6.3 Diarrheal Illnesses

Infectious diarrhea is a frequent complication after intestinal transplant and represents a frequent and clinically challenging differential diagnosis. Significant osmotic diarrhea in a patient with an intestinal allograft is rejection until proven otherwise. Fever is as likely to be a manifestation of intestinal rejection as infection and cannot be used to differentiate the two and the treatment of intestinal rejection, augmentation of immunosuppression, is the polar opposite of that for infectious diarrhea. Inappropriate use of immunosuppression to empirically treat rejection in a transplant patient can, and has been, a fatal mistake. Conversely, delayed treatment of severe rejection due to a suspected infectious cause can lead to exfoliative rejection and graft loss. Unfortunately, gross inspection of the allograft is nonspecific and requires histologic inspection to adequately differentiate between severe allograft enteritis and rejection. In addition, the ability to make the diagnosis is further confounded by the possibility that the two processes can occur simultaneously or that rejection can rapidly follow an episode of infectious enteritis, making serial endoscopic investigations necessary. In the end, the differentiation between infection and rejection relies on the balance of clinical suspicion, presentation, and direct inspection of the allograft. Rapid processing and rapid availability of biopsy samples is required to aid in the timely differentiation between the two entities.

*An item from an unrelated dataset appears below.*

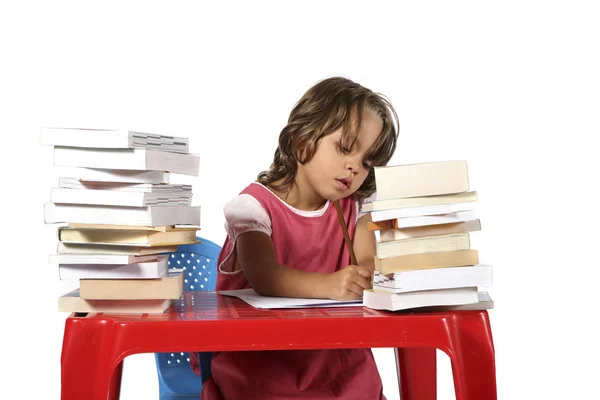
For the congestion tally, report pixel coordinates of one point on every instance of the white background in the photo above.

Rotavirus. Historically, rotaviral enteritis (RVE) is a common cause of diarrhea in children and has been a significant cause of intestinal allograft enteritis, manifested as severe osmotic diarrhea without blood or abdominal pain. Fever is not generally a feature and the illness is generally self-limited, lasting roughly 10 days. Close follow-up is required for patients experiencing RVE of the intestinal allograft, as the postinfectious period is associated with a dramatically increased risk of cellular rejection, with 70 % of patients experiencing rejection, either concurrently or at a mean of 22 days after the RVE [69, 70].

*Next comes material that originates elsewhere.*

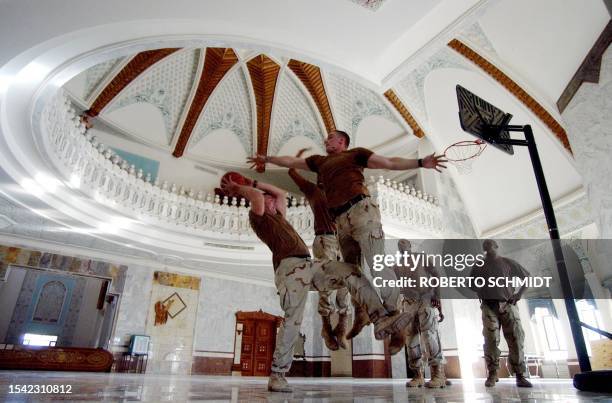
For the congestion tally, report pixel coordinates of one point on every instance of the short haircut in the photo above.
(347, 138)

Other Agents. The intestinal allograft can be affected by any of the other common infectious etiologies of diarrhea. Adenoviral enteritis was found in an additional 20 % of cases [70]. Interestingly, the most discussed agents, CMV and EBV, were not frequent causes of diarrhea in intestinal recipients. Clostridium difficile is another common cause of infectious diarrhea after SOT (including intestinal transplant recipients) with a prevalence of 2.7 % in a recent report of patients undergoing SOT [71]. Although specific reports describing the course of CDI in intestinal transplant recipients are lacking, however it was found to be the etiology of diarrhea in 15 % of these patients and responded to standard antibiotic therapy [70]. Recurrent CDI has been shown to be associated with risk factors such as increased LOS, prolonged antibiotic courses, high levels of immunosuppression, and other comorbid conditions [71]. Parasitic enteritis is also seen n ITx recipients. Infection due to Cryptosporidium sp. has been reported in intestinal recipients [70] as has infection due to Giardia lamblia [70]. Recent attention has begun to focus on norovirus as a cause of enteritis in SOT recipients. Despite its self-limited course in the general population, norovirus has been demonstrated to be the cause of prolonged diarrhea with severe dehydration in pediatric intestinal transplant recipients and infection is associated with a prolonged viral shedding [72]. Diagnosis can be difficult, as intestinal epithelial apoptosis is a common finding in human calicivirus enteritis, making differentiation for rejection difficult. If clinically suspected, however the diagnosis can be confirmed with PCR analysis of biopsy specimens or effluent [73].